A $10,000 position in Direxion's 3x tech ETF at Thursday's close was worth about $8,000 by Friday's close — the arithmetic of daily leverage working exactly as designed.
The Direxion Daily Technology Bull 3X Shares (TECL) fell 19.93% to $202.59 on June 5, its worst session in over a year, after the Technology Select Sector SPDR Fund (XLK) dropped 6.66% to $180.30.
"This is the leverage doing its job, not a malfunction," said Priya Mehta, equity market structure analyst at Edgen. "When the underlying index drops 6.66% in a session, a 3x wrapper is supposed to deliver roughly triple that. The math is clean."
The selloff traced to two catalysts hitting simultaneously. Broadcom (AVGO) fell 7.92% to $385.73 after its June 3 earnings showed Q3 AI semiconductor guidance of $16 billion, below the Street's $17.2 billion estimate, while CEO Hock Tan flagged that Alphabet may use multiple chip suppliers. That same session, the Labor Department reported nonfarm payrolls of 172,000 versus 80,000 expected, sending the 2-year Treasury yield to a 16-month high of 4.16%. NVIDIA dropped 6.20% to $205.10, Microsoft slipped 2.66%, and Alphabet held best at minus 0.98%.
The 19.93% single-day loss in TECL is the product of a structural vulnerability that has been building for months. XLK's top four holdings — NVIDIA, Apple, Microsoft, and Broadcom — account for 45.38% of the fund, meaning a single earnings miss in one name can cascade through the entire index when multiplied by three. The VIX closed at 15.40 on June 4, in the 15.6th percentile of the past year, leaving the options market unprepared for the volatility that followed.
The breadth data shows how fragile the setup had become. Only 43% of S&P 500 stocks rose in May, down from 64% in January. Strip out AI-linked names and the index was up 2.4% through May, versus 11% with AI included. Put/call ratios entering the week sat at levels not seen since the 2021 meme-stock frenzy and the late-1990s tech bubble — a configuration that turns a single bad guide into a cascade.
TECL is still up 72.62% year-to-date and 182.33% over the past year, with a 10-year return of 5,691% against XLK's 810%. The fund has delivered roughly 2.9 times XLK's gain this year because the tape trended. The risk is what happens if the trend breaks into chop. Three-times daily leverage compounds in the holder's favor on a sustained move but bleeds value in a sideways grind, even if the underlying index ends flat.
What Has to Hold for the Bounce
The next catalyst cycle arrives with hyperscaler earnings from Microsoft, Meta, Alphabet, and Amazon. Microsoft's AI business is already running at a $37 billion annual run rate, and Alphabet just guided capex to $35.67 billion, up 107% year over year. If those numbers hold or rise, Friday becomes a digestion event. If any one of them flinches, the Broadcom story spreads to the rest of the AI trade.

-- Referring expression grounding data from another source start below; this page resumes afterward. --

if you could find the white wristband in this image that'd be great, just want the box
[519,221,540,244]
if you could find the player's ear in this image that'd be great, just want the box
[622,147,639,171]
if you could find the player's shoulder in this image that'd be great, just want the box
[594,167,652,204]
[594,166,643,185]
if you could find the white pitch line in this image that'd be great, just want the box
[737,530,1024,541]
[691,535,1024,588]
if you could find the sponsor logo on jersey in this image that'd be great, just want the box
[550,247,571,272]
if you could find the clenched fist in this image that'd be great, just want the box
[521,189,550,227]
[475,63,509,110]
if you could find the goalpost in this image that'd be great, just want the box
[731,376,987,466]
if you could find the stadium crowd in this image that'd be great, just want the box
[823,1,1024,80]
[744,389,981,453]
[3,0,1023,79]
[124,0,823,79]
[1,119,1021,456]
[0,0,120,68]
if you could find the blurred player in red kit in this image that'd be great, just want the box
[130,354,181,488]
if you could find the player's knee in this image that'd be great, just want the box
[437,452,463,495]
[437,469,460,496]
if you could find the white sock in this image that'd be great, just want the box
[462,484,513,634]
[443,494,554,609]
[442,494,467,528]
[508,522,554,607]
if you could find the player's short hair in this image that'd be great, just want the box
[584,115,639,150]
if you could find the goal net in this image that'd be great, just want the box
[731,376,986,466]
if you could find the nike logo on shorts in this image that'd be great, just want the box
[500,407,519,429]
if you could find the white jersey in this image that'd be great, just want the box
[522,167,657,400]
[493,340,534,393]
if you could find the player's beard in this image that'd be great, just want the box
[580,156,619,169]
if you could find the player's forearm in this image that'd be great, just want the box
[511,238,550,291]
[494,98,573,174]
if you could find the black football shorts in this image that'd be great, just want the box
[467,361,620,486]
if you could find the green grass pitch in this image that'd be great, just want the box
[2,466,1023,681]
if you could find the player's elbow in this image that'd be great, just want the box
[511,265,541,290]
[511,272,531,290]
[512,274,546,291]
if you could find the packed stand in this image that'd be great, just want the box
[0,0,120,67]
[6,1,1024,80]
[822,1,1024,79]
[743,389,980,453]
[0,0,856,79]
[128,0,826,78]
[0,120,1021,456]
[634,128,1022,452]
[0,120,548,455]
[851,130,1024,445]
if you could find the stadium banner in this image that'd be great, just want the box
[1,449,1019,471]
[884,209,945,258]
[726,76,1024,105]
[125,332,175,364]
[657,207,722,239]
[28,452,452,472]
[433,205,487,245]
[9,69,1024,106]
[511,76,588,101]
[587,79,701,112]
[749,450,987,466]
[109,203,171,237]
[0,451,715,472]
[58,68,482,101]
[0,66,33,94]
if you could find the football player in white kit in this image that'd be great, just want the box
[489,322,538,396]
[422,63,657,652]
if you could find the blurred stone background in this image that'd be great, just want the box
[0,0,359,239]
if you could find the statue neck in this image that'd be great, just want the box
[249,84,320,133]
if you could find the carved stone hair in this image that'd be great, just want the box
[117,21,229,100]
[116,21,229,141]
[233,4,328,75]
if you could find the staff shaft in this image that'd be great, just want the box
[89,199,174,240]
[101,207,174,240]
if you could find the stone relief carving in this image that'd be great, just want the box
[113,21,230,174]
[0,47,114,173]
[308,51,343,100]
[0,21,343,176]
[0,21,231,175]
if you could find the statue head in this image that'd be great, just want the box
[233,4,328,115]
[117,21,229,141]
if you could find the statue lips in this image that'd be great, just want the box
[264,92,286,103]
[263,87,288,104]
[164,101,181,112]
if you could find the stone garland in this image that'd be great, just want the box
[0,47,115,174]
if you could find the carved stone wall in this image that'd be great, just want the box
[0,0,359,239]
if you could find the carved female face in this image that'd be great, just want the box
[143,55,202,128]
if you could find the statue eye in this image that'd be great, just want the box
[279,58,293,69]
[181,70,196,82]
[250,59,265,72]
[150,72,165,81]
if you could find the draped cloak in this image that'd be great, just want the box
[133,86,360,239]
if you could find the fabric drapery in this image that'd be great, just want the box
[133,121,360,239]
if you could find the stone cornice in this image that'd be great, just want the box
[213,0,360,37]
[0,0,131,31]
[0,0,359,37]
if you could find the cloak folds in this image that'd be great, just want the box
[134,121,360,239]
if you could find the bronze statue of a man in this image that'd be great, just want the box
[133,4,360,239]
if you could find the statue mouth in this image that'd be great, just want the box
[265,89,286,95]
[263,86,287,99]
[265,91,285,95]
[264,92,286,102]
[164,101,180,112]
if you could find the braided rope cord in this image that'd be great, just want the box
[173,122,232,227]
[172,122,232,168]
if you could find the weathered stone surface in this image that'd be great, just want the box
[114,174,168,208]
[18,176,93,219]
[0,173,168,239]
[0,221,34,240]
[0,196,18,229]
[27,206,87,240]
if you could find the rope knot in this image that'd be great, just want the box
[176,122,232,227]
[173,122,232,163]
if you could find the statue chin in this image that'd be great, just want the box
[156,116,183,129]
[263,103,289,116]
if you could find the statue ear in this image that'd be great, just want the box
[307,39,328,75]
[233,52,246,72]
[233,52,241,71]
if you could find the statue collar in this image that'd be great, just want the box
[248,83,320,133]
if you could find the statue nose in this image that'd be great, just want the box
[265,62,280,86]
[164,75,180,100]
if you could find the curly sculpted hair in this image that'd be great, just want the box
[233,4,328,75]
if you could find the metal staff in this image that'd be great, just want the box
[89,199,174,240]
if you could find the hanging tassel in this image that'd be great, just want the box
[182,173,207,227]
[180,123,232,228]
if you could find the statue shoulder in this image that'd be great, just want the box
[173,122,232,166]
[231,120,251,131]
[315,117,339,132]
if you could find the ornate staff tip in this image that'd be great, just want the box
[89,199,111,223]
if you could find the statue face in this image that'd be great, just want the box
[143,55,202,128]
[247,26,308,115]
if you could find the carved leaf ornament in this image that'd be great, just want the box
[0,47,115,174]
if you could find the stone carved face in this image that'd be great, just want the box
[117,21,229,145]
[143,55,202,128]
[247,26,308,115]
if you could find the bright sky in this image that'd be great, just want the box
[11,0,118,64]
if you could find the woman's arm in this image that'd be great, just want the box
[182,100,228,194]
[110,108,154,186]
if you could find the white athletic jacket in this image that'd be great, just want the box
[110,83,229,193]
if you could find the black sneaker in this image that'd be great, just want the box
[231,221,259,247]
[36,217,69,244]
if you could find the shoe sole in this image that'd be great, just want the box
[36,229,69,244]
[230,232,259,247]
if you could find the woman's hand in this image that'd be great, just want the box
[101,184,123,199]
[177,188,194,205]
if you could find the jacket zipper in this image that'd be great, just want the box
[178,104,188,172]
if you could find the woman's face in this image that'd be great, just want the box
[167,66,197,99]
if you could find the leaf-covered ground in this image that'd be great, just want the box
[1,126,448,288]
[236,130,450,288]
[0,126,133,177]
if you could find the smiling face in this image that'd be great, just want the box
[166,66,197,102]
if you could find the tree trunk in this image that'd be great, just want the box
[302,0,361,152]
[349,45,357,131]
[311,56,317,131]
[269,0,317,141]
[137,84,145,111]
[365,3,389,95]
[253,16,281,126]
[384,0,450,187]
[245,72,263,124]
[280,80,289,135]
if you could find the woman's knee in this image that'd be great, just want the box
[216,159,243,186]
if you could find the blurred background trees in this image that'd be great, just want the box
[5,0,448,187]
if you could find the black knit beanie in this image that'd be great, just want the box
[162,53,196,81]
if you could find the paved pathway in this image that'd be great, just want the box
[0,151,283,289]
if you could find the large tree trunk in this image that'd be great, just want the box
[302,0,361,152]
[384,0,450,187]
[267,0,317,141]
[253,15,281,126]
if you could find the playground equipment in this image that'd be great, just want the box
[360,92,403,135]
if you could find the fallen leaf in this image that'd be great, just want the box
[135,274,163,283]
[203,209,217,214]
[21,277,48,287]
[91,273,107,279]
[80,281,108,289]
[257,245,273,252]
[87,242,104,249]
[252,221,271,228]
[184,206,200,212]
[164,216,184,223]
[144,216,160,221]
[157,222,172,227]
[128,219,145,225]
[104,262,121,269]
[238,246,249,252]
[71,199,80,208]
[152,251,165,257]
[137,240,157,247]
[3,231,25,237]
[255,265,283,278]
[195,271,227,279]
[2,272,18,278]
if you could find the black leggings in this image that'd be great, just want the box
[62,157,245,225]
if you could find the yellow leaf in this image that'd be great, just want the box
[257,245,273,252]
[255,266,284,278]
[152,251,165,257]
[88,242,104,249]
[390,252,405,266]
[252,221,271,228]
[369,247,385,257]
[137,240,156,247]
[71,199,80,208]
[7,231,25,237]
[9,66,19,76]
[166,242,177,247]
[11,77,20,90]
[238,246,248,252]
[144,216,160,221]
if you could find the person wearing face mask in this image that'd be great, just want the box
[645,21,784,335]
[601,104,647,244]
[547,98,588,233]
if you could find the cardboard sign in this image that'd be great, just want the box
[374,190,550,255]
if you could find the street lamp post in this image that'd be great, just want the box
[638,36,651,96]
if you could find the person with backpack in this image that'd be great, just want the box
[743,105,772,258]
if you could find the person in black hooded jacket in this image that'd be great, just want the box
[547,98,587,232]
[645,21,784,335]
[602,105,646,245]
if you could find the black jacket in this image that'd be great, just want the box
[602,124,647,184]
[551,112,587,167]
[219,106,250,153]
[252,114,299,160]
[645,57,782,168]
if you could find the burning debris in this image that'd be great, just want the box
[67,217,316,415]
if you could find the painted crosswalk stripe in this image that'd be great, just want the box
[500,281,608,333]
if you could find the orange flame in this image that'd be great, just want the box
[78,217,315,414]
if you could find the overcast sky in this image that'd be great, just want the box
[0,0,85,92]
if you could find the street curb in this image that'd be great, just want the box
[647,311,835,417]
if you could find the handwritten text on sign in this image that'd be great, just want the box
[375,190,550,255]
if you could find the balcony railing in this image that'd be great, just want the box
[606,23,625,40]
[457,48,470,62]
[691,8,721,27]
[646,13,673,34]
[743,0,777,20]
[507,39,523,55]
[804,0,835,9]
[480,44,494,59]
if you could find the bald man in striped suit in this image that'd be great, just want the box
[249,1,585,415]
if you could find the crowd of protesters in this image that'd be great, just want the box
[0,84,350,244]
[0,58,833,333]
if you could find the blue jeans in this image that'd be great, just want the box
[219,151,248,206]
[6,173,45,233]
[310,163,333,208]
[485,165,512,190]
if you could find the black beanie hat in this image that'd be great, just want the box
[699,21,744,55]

The 2-year yield is the second variable. At 4.16%, it has repriced rate expectations sharply higher after a single payrolls report that the Bureau of Labor Statistics itself marked as preliminary. If the revision softens the data, the duration trade resets and the most expensive parts of XLK get room to breathe. If it does not, the pressure on long-duration growth names persists.
For anyone holding TECL specifically, the structural feature to remember is that 3x daily leverage compounds in the holder's favor on a trend and against the holder in chop. Year-to-date it has delivered roughly 2.9 times XLK's gain, which is close to the advertised ratio, because the tape trended. If June turns into a sideways grinder where XLK swings 2% on alternating days, TECL will bleed even if XLK ends flat. That is the part the chart never shows until it has already happened. The question for next week is whether the four stocks that dominate this index get any room to breathe. Watch the capex talk and the 2-year yield. Everything else is noise getting multiplied by three.
This article is for informational purposes only and does not constitute investment advice.